The time is right on the battle flag


North Carolina’s Republican legislative leaders are intentionally missing a chance to make a progressive stride, to take a stand, that would at least keep us up with a state we’ve long regarded as walking a little to the rear of us on social issues.

South Carolina lawmakers, following the horrible shooting deaths of nine people in a Charleston church last month, voted to remove a Confederate battle flag from the site of a monument on the Capitol grounds. The young shooter had been photographed with Confederate symbols.

And the flag has been used by white supremacist groups and thus has long been an offensive symbol to African-Americans whose ancestors were enslaved in the Old South.

As the South Carolina House debated the issue it appeared the flag measure debate might drag on and perhaps amendments would derail it. Then Rep. Jenny Horne took her colleagues to the woodshed in an emotional speech that basically pushed the flag removal through. She referred to the battle flag as “a symbol of hate.”

The state of North Carolina’s Division of Motor Vehicles offers a specialty license plate for members of the Sons of Confederate Veterans that features the Confederate battle flag or something that very closely resembles it. That appearance is the way the state Court of Appeals characterized it in 1998 when it recognized the “sensitivity of many of our citizens” to the battle flag but left it to the General Assembly. The SCV, as members call it, wanted to be viewed as a “civic club” and thus be eligible for the plates. It won the day.

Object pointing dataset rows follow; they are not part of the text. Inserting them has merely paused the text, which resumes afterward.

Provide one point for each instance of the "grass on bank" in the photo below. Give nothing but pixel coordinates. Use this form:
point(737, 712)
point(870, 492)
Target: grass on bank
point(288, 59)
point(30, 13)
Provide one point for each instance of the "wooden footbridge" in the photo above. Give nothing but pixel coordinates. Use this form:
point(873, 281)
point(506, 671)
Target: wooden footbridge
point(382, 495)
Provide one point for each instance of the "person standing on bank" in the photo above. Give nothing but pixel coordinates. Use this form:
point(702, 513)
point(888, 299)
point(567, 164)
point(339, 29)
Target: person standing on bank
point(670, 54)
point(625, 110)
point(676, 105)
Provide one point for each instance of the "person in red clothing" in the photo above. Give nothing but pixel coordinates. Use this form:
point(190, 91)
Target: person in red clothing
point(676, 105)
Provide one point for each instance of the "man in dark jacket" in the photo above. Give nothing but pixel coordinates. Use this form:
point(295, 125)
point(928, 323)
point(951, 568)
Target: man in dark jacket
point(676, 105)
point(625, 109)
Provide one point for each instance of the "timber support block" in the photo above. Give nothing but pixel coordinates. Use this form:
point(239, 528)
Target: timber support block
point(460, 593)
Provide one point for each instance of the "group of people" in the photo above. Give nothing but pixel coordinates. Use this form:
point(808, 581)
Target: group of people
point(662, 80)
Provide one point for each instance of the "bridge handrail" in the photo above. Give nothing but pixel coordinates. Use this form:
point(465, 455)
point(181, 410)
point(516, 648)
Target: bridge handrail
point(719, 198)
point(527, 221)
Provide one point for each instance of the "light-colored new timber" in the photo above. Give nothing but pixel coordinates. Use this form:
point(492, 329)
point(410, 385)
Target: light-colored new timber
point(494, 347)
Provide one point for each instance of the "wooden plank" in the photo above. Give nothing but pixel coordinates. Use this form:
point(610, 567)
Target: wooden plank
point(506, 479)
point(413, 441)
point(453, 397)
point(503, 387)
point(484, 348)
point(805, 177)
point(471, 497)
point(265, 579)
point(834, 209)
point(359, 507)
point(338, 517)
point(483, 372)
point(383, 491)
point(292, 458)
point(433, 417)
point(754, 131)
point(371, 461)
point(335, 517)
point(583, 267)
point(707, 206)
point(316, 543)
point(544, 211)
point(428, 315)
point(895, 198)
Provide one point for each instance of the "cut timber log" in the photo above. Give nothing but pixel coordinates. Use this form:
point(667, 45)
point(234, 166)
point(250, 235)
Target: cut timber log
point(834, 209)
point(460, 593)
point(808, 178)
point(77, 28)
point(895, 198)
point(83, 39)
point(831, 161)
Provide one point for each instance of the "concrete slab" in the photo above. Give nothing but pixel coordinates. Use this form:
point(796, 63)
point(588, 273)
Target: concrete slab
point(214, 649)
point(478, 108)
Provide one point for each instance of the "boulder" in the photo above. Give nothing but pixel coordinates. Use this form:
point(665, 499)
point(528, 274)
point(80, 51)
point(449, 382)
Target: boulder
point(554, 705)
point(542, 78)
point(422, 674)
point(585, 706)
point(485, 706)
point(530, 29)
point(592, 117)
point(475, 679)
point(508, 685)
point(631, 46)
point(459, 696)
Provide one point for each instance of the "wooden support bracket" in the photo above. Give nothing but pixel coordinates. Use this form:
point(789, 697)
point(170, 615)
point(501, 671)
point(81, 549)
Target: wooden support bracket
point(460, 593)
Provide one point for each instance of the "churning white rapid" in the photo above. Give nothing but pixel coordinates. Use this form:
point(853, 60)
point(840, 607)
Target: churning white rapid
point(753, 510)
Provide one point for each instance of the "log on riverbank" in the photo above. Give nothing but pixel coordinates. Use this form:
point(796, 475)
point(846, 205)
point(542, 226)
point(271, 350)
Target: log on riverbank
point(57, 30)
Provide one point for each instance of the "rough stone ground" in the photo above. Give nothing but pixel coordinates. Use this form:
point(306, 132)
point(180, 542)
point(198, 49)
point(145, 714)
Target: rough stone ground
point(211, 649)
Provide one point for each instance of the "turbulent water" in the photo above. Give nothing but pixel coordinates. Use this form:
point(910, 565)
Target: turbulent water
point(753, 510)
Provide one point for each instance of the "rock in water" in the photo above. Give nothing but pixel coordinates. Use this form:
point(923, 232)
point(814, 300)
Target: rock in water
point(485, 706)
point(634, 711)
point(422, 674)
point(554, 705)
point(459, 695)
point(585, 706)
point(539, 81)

Now, even post-Charleston, the DMV has had to order a batch of new flag plates because the others sold out.

The SCV isn’t by definition a racist group, and not all members think the South got a raw deal. It’s also true that most of us white Southerners in our youth heard tales of heroic ancestors and had, or have, lying around a sword or a pistol attached to those ancestors.

But this is no time for the DMV to be ordering more plates. It’s time, rather, to just stop it.

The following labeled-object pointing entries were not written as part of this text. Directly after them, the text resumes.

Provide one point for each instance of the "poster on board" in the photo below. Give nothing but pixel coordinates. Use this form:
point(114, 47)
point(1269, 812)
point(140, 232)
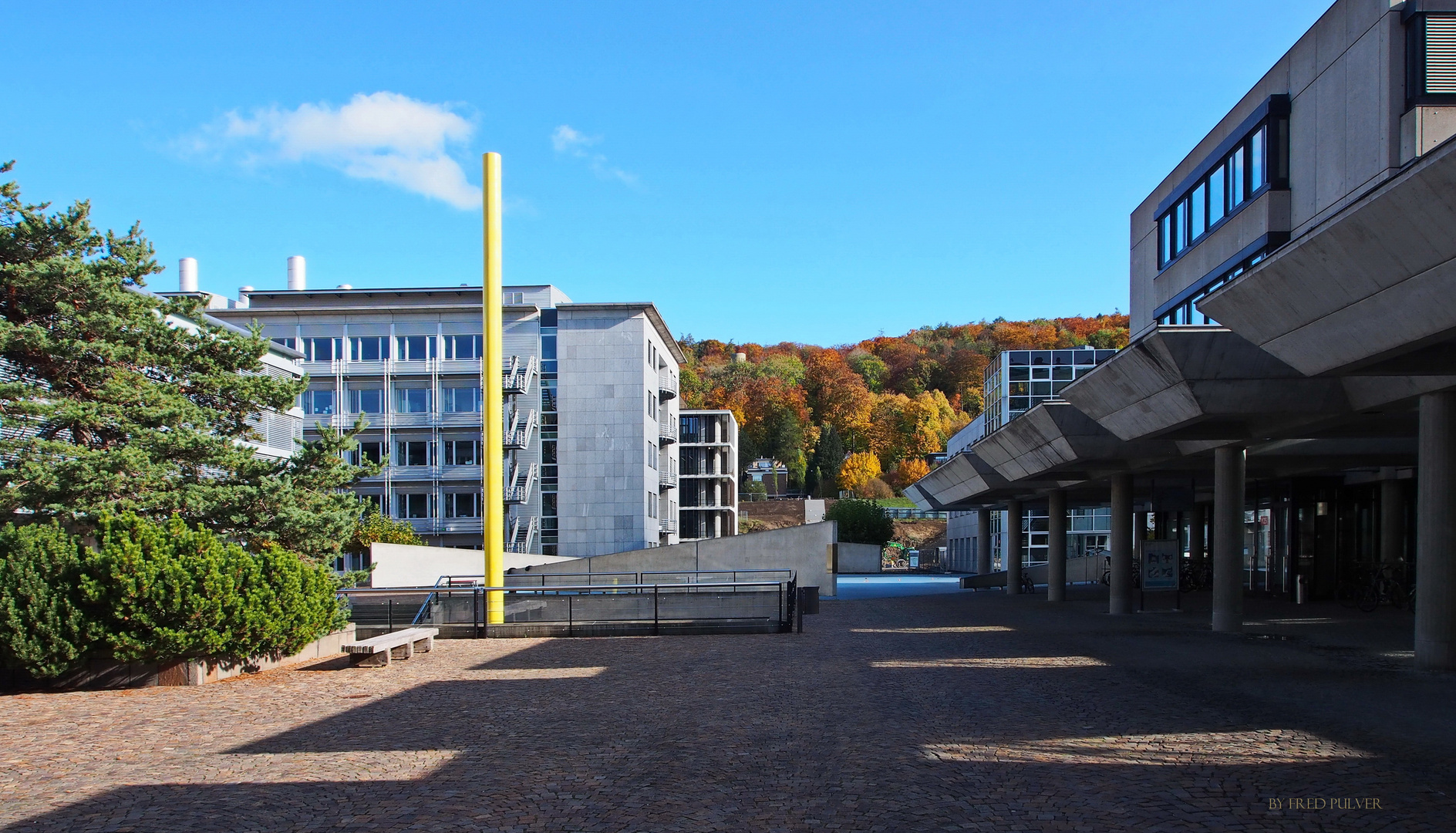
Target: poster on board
point(1159, 565)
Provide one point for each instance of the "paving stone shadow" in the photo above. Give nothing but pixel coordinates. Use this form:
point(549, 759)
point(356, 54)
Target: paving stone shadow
point(888, 716)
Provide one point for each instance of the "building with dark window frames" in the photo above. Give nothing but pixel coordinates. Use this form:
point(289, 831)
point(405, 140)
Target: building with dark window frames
point(1286, 408)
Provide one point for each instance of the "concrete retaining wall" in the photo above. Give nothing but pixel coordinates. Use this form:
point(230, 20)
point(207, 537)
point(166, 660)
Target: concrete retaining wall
point(859, 558)
point(1079, 570)
point(800, 548)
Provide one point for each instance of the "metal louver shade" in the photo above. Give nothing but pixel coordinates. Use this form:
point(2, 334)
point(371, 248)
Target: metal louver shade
point(1441, 56)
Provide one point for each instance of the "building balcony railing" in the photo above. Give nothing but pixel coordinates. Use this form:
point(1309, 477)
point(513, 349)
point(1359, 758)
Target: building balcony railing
point(519, 429)
point(516, 375)
point(446, 526)
point(519, 484)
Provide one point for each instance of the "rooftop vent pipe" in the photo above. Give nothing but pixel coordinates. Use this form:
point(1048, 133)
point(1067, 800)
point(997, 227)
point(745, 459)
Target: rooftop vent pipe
point(298, 275)
point(187, 274)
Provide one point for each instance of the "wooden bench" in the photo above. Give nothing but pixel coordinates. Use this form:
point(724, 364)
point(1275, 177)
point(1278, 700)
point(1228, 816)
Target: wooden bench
point(398, 646)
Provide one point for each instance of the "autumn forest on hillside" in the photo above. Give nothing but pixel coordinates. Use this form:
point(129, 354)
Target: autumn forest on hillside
point(867, 416)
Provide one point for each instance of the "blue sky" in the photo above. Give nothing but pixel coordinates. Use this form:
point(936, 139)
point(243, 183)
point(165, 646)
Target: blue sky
point(814, 172)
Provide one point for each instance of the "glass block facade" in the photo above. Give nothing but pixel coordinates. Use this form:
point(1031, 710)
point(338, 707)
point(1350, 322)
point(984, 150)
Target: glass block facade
point(1021, 379)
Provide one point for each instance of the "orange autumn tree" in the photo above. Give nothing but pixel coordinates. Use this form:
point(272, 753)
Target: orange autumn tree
point(858, 470)
point(898, 398)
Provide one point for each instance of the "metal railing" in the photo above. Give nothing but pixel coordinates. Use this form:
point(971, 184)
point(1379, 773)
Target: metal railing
point(585, 608)
point(905, 513)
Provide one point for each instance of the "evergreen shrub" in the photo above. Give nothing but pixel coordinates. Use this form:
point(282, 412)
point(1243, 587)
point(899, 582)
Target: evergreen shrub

Gov. Pat McCrory, at least, has called for the DMV to stop issuing the plates. But GOP legislative leaders hesitate. They’re just scared of angry feedback.

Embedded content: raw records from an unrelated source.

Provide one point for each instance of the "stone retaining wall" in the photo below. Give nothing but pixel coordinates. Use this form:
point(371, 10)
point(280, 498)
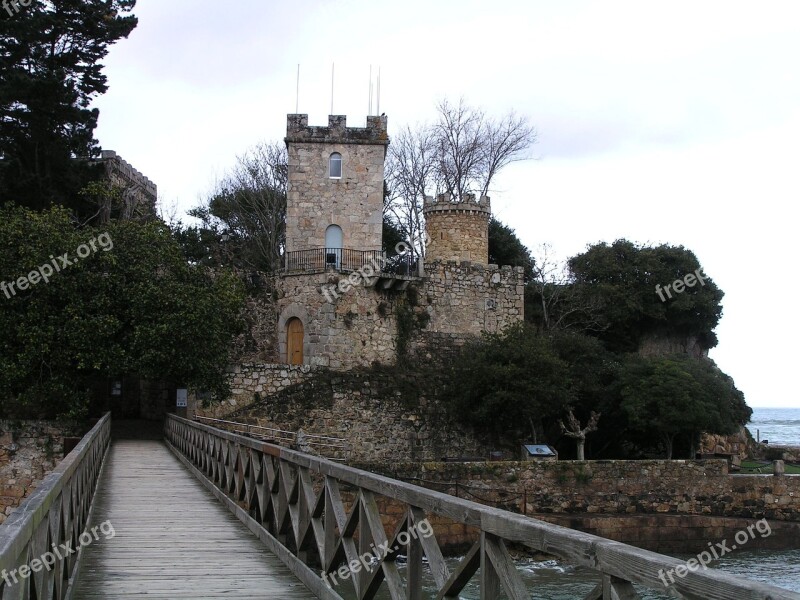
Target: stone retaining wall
point(610, 487)
point(385, 415)
point(663, 506)
point(29, 450)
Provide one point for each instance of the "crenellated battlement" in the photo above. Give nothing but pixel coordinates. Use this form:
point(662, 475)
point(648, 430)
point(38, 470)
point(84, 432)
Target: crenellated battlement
point(124, 171)
point(446, 203)
point(337, 131)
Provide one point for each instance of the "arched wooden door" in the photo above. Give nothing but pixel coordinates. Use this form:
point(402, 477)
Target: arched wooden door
point(294, 341)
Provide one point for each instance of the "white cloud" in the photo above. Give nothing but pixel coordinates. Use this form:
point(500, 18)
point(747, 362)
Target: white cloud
point(671, 123)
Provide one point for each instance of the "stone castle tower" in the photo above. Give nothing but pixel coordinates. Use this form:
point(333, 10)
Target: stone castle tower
point(457, 229)
point(335, 186)
point(340, 302)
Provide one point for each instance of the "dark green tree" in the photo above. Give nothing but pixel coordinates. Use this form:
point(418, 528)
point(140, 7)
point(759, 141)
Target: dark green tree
point(505, 248)
point(50, 72)
point(509, 384)
point(131, 306)
point(671, 396)
point(622, 279)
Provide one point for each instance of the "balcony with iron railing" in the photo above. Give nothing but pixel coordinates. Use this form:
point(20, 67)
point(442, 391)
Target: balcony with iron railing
point(315, 260)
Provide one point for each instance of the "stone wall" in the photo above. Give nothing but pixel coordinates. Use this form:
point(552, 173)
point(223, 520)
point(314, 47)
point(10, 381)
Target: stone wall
point(457, 230)
point(738, 444)
point(250, 383)
point(611, 487)
point(258, 343)
point(140, 194)
point(469, 298)
point(29, 450)
point(385, 415)
point(315, 200)
point(341, 331)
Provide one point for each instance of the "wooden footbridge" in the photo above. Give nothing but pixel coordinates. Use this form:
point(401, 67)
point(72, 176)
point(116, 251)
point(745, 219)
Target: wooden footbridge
point(135, 519)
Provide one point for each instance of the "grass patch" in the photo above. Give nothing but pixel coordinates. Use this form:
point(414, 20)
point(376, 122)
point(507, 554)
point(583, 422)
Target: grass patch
point(749, 466)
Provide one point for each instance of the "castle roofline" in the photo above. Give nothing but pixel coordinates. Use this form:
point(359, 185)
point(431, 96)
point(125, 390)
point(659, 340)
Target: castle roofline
point(446, 203)
point(337, 131)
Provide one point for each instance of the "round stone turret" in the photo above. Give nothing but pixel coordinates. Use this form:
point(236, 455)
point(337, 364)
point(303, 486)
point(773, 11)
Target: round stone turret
point(457, 229)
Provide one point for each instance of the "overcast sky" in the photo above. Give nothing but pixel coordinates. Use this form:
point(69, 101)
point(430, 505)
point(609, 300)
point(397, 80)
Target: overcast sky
point(660, 122)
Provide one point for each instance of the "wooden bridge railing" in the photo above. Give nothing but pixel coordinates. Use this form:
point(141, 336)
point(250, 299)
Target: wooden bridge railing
point(293, 503)
point(39, 542)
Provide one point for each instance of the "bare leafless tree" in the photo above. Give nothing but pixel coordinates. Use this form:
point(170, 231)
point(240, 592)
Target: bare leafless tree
point(563, 305)
point(473, 148)
point(461, 153)
point(410, 176)
point(248, 207)
point(574, 430)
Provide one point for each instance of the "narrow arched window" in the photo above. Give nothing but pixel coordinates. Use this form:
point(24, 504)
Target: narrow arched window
point(335, 166)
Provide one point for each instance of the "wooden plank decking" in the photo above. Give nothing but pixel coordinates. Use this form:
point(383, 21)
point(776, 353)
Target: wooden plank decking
point(172, 539)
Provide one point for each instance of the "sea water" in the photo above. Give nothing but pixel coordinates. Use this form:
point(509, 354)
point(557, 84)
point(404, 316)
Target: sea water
point(553, 580)
point(781, 426)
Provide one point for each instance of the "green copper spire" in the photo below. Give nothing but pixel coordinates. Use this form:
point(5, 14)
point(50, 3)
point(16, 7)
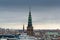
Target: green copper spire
point(29, 19)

As time goes on, those old symbols we took so casually became more offensive to African-Americans and to those who came to understand the horrific waste of that Civil War and the hate that seemed to infect generations in the South thereafter. It’s time to rid ourselves, at the least, of government sanctioned “symbols of hate.”

I have in a desk papers sent to me by a guide from the Gettysburg Battlefield site detailing the fatal injuries received by my great-great-grandfather on July 1, 1863. He owned no slaves and like most of the men with him had several children who would not see him again. He signed on doubtless in the heat of a “patriotic” moment and with the encouragement of wealthy Southerners who wanted to protect their economic interests, their ownership of “cheap labor” being part of those interests. He fought and died far from home. I’m told he was an honorable man. But the cause was not. And no Southern state needs to sanction official recognition that somehow it was.